Modifying a built-in context

Let's now take a look at how we can modify specific elements of an existing built-in Context.

Example: Modifying a built in context

from llama_index.embeddings.gemini import GeminiEmbedding
from llama_index.llms.gemini import Gemini
from llama_index.multi_modal_llms.openai import OpenAIMultiModal
from lavague.core import WorldModel, ActionEngine
from lavague.core.agents import WebAgent
from lavague.contexts.openai import OpenaiContext
from lavague.drivers.selenium import SeleniumDriver

# Initialize the default context
context = OpenaiContext()

# Customizing the LLM, multi-modal LLM and embedding models
context.llm = Gemini(model_name="models/gemini-1.5-flash-latest")
context.mm_llm =  OpenAIMultiModal(model="gpt-4o", temperature=0.0)
context.embedding = GeminiEmbedding(model_name="models/text-embedding-004")

# Initialize the Selenium driver
selenium_driver = SeleniumDriver()

# Initialize the WorldModel and ActionEngine, passing it the custom context
world_model = WorldModel.from_context(context)
action_engine = ActionEngine.from_context(context, selenium_driver)

# Create your agent
agent = WebAgent(world_model, action_engine)

agent.get("https://huggingface.co/docs")
agent.run("Go on the quicktour of PEFT")

Here, we modify the default OpenaiContext by replacing its LLM, multi-modal LLM & embedding models. We can then pass this to our Action Engine.

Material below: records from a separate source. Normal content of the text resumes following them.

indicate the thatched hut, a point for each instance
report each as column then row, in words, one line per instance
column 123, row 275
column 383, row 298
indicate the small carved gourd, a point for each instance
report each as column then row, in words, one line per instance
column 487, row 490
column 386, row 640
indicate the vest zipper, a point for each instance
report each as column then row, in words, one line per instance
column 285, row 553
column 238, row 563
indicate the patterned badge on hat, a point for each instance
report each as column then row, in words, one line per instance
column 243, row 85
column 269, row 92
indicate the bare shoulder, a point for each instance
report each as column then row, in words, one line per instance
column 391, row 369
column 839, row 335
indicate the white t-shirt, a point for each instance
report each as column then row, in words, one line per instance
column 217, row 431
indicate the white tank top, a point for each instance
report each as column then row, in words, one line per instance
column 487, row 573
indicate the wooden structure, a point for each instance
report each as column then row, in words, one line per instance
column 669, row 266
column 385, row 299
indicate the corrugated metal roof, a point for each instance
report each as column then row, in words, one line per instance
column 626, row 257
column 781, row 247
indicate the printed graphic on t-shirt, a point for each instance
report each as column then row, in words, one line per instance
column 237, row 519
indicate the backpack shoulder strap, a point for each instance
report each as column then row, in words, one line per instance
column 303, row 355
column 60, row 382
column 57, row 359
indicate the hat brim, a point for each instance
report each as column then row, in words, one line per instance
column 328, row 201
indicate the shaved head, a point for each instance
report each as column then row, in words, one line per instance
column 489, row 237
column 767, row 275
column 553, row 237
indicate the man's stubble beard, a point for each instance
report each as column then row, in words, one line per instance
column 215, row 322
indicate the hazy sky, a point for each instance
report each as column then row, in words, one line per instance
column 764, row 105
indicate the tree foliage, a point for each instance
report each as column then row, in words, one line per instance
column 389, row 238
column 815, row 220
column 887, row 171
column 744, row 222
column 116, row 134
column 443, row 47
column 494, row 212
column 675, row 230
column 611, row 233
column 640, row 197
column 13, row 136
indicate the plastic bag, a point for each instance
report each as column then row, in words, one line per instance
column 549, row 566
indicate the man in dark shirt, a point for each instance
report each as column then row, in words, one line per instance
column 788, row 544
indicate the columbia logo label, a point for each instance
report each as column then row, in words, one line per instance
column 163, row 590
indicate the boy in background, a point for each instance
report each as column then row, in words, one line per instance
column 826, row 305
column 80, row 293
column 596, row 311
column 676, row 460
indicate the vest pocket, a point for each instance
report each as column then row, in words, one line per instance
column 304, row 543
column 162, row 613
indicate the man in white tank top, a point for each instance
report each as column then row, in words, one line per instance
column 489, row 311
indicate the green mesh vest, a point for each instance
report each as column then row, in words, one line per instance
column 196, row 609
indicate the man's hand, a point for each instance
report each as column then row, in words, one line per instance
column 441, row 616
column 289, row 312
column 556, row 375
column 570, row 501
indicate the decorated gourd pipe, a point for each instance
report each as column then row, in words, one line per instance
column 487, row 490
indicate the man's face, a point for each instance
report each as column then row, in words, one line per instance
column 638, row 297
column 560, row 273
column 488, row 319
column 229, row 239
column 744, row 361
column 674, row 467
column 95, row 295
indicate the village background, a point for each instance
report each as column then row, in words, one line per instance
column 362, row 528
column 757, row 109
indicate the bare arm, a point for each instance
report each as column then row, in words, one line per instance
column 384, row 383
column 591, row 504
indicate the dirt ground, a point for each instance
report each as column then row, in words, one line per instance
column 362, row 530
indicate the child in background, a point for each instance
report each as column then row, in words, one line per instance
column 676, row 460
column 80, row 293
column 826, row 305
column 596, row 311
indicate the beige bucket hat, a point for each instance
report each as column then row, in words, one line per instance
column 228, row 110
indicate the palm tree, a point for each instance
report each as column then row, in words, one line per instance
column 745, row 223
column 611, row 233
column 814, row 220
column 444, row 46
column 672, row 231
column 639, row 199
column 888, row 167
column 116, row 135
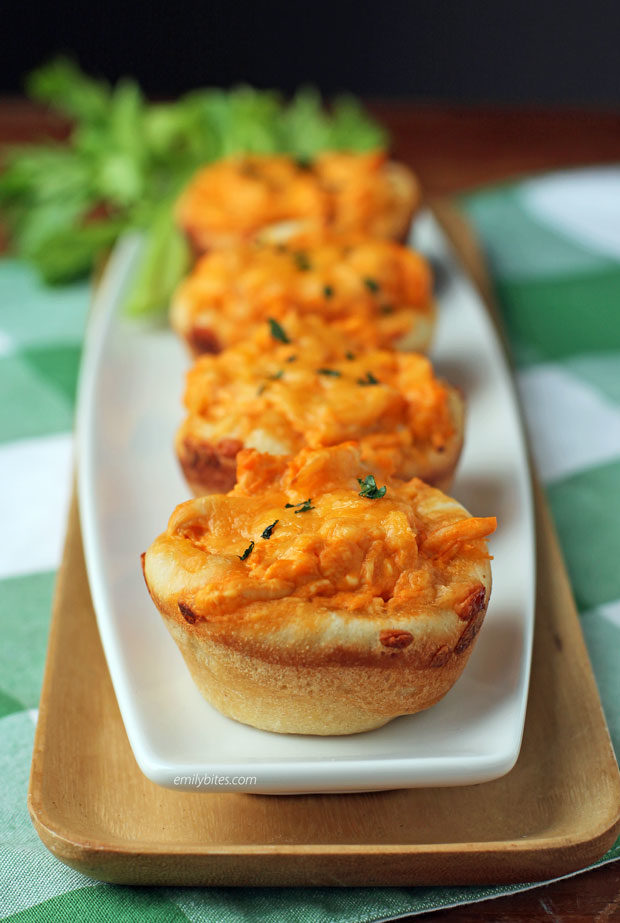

Creating a Context object from scratch

Alternative, you can create a Context from scratch by initializing a lavague.core.Context object and providing all the Context arguments:

llm
mm_llm
embedding

Example: Creating a fully custom context

from llama_index.embeddings.gemini import GeminiEmbedding
from llama_index.llms.gemini import Gemini
from llama_index.multi_modal_llms.openai import OpenAIMultiModal
from lavague.core import WorldModel, ActionEngine
from lavague.core.agents import WebAgent
from lavague.core.context import Context
from lavague.drivers.selenium import SeleniumDriver


# Customize the LLM, multi-modal LLM and embedding models
llm = Gemini(model_name="models/gemini-1.5-flash-latest")
mm_llm =  OpenAIMultiModal(model="gpt-4o", temperature=0.0)
embedding = GeminiEmbedding(model_name="models/text-embedding-004")

# Initialize context with our custom elements
context = Context(llm, mm_llm, embedding)

# Initialize the Selenium driver
selenium_driver = SeleniumDriver()

# Initialize a WorldModel and ActionEnginem passing them the custom context
world_model = WorldModel.from_context(context)
action_engine = ActionEngine.from_context(context, selenium_driver)

# Create your agent
agent = WebAgent(world_model, action_engine)

agent.get("https://huggingface.co/docs")
agent.run("Go on the quicktour of PEFT")

Summary

By leveraging the Context module, you can customize the components used by the Action Engine and World Model, two of the key elements leveraged by a Web Agent.

You can do this by updating specific elements in one of our built-in contexts like OpenaiContext, or by create a new Context from scratch.

You can then pass the customized context to the Action Engine and World Model during their initialization.